The 1994 movie Kylie Minogue wants to delete from history: “How diplomatic do I have to be?”

Lots of people are banging on about the 1990s at the moment, and that’s understandable in some ways, because a lot of it was great.

There was Oasis, and some amazing movies, some decent fashion and no social media for a start. But there was also plenty of bad stuff, like a Jean-Claude Van Damme film called Street Fighter, and Kylie Minogue was in it. 

Now, Kylie may want this to be erased from history entirely, and that would be understandable, but to be honest, she doesn’t really have to do much because most people have a) forgotten this film ever existed and b) certainly don’t remember that she played a leading role in it. 

The movie was adapted from the classic Capcom beat ‘em up video game that had emerged in the late 1980s, but had really exploded in popularity in 1991 thanks to the release of the sequel, Street Fighter II. Van Damme, to give him credit, was a very big name indeed in the early ‘90s, the ‘Muscles from Brussels’ sitting on a tier just below the likes of Bruce Willis and Sylvester Stallone, with violent hit films like Bloodsport, Universal Soldier and Timecop under his tightly fastened belt. 

Featuring all the best-known characters from the game, including Colonel Guile, Ryu, Ken Masters and Chun-Li, and packing a budget of around $35million, everything was in place for the film to do well in cinemas, and actually it did register as a reasonable hit, bringing in almost $100m at the box office. 

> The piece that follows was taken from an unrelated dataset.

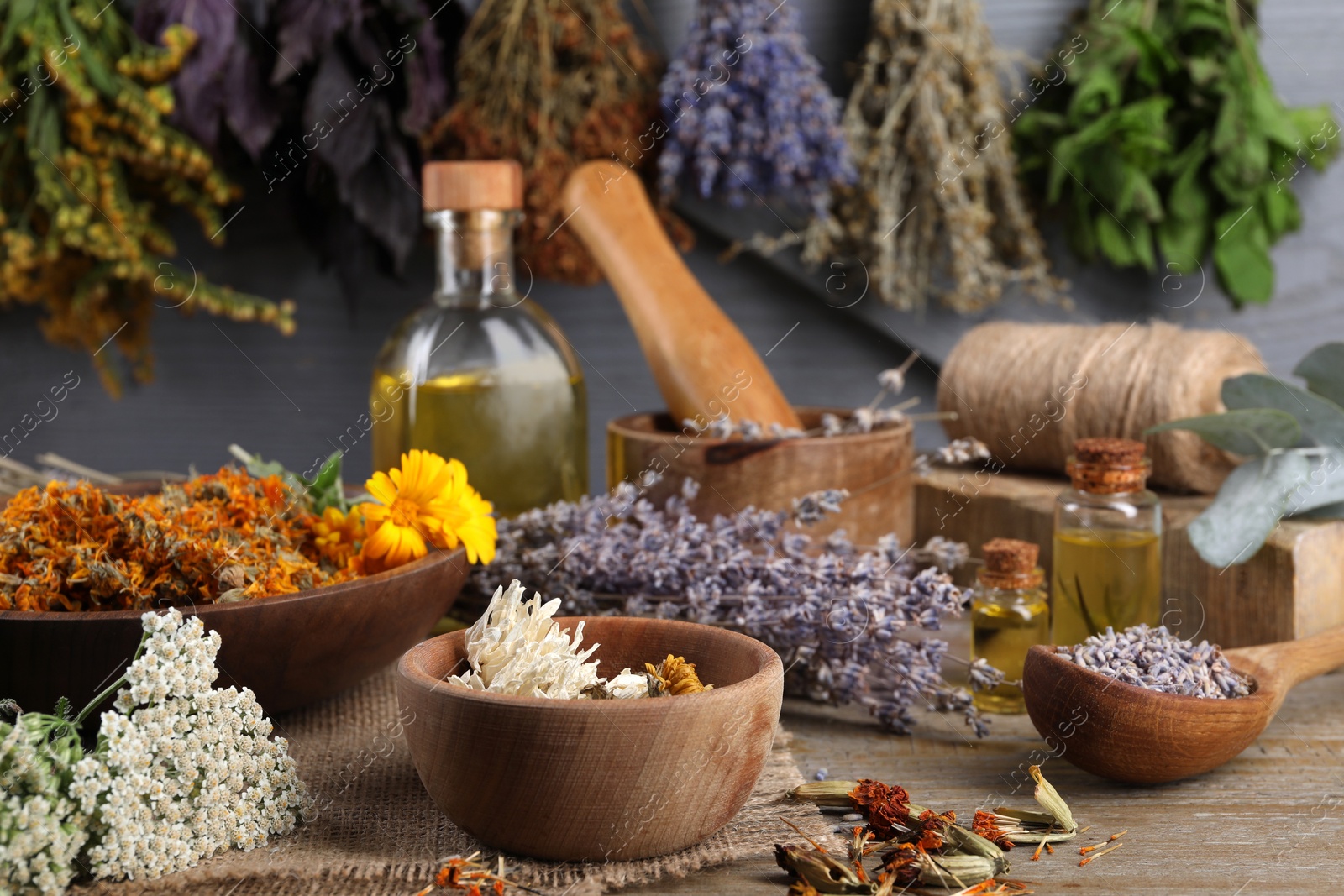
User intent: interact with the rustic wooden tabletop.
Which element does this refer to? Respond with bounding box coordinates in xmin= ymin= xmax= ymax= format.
xmin=629 ymin=621 xmax=1344 ymax=896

Critically, however, it was absolutely panned, and the supporting cast may well have been part of the reason for that. Because Van Damme demanded so much money to take part, almost a quarter of the entire budget in fact, lesser-known names were drafted in to play the secondary characters, and while Kylie was a famous pop star in Europe and Australia, she was not famous in the United States. 

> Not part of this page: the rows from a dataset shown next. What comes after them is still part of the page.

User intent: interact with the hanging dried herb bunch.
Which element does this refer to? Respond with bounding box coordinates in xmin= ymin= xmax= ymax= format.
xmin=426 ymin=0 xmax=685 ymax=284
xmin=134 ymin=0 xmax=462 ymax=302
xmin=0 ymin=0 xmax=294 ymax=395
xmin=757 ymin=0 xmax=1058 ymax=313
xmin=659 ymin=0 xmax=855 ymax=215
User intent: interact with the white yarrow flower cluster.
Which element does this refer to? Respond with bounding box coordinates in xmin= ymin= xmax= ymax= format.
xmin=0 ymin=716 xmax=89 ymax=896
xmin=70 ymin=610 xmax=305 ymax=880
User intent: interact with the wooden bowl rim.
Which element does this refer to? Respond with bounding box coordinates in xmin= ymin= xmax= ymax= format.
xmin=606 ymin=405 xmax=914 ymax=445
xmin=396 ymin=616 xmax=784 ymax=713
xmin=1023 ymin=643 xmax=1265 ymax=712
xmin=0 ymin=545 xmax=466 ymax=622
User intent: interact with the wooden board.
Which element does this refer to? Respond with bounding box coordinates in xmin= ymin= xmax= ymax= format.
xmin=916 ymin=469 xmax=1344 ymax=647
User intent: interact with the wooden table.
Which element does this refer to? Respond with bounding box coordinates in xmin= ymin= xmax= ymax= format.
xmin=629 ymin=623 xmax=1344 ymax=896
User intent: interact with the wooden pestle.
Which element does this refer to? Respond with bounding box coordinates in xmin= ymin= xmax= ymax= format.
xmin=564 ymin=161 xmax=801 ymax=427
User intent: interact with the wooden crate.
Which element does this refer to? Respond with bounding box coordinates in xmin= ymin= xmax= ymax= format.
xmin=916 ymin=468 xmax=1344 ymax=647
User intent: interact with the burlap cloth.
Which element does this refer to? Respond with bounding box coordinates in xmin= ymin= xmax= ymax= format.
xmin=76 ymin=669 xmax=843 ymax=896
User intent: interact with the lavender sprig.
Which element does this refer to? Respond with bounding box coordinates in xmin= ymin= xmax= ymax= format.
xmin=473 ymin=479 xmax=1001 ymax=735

She did have some movie experience, though, having appeared in a teen drama called The Delinquents, and so she signed on as Lieutenant Cammy White, AKA Killer Bee, although the experience wasn’t one she particularly cared to remember, as she recalled when asked about it, “How diplomatic do I have to be? The best part was learning some martial arts with [American kickboxer] Benny Urquidez. It was a crazy trip of an experience. And not one that’s at the top of my résumé, but one that I’m always asked about nonetheless.”

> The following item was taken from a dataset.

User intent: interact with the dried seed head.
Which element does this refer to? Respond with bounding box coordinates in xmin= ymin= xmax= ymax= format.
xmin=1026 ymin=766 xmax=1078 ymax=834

To be fair to Kylie, filming on Street Fighter does not seem to have been a straightforward exercise. One of the stars, former Addams Family actor Raúl Juliá was on the brink of dying from cancer, some of the scenes in Bangkok that were due to include helicopters couldn’t be filmed due to violent instability in neighbouring Myanmar so they had to use boats instead, the director ended up deferring his salary so the cast got paid, and Van Damme was in the midst of a cocaine addiction, sometimes refusing to leave his trailer and often bringing alcohol to the set. 

Nevertheless, the movie has found something of a cult following decades later, thanks to the ‘so bad it’s good’ factor, even if Kylie doesn’t want to think back on it too often.